I'm adding an update to the procedure as I've just today gotten a thirty day visa for China.
I've been reading of the complexities here and elsewhere and was prepared for the long haul, but here I am four days later and free to travel from Chiang Mai.
As preparation I faked a couple bookings via Bookings.com for the first two weeks, pouring over a map of Southern China on my iPad, bouncing back and forth trying to work out distances and travel times for a convincing itinerary, lost the will to live in the process and gave up.
I wasn't expecting my application to be approved.
I made it a little more complex by including a trek into the mountains of Baga, hoping to force the argument at how impractical the procedures were as I would only be able to arrange a home stay in the region once there.
I had a copy of my bank statement which is a little on the light side at just over a grand in English sterling and copies of the two Internet bookings.
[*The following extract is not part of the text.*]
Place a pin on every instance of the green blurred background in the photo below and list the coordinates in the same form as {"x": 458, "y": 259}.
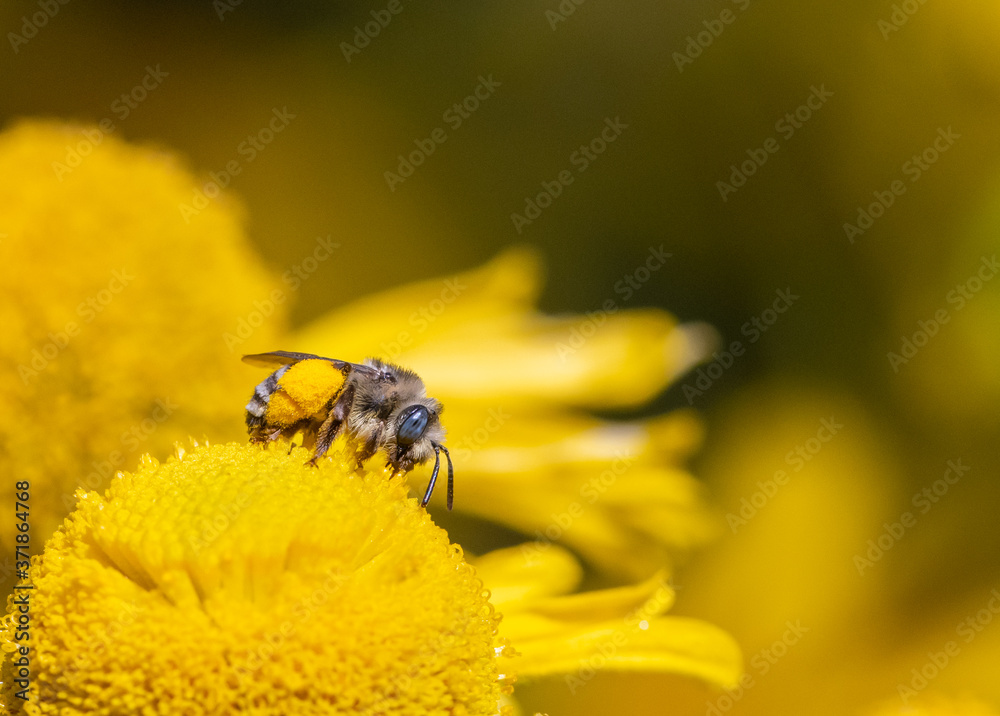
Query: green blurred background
{"x": 222, "y": 69}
On the visa application I indicated I was returning to the guesthouses listed, hoping the pencil pushers could see a reasonable circular route of destination and why I might not have made further bookings in advance. I wrote 'Baga?' and left it at that.
I also left blank the question about who I had been invited by?!
Fully expecting to have go through the whole procedure again I turned up at 3pm, four days later with my receipt and was a little shocked and elated to be given the visa at 1,100 baht. I'm super chuffed! Now working out how I get there from here.
I was also asked this as I hadn't indicated it on the form and when prompted by the staff whether I was going by boat or motorbike, I quickly jumped at boat. Though now I have to work out whether that is possible this time of year, else wise the bus calls ( the boat would be more fun, without pirates hopefully).
Anyone want to add more detail or ask questions, go for it. I'm still here figuring stuff out. If anyone can help out with the detail, let me know.
I get the impression the consulate staff are more than conscious of the impractical nature of some of the questions and are making efforts to make their life easier when dealing with stressed foreigners.
Be patient. Be polite. It makes a difference.
#10 Manmaas has been a member since 1/12/2015. Posts: 2
No. Just added info relating to overland journey.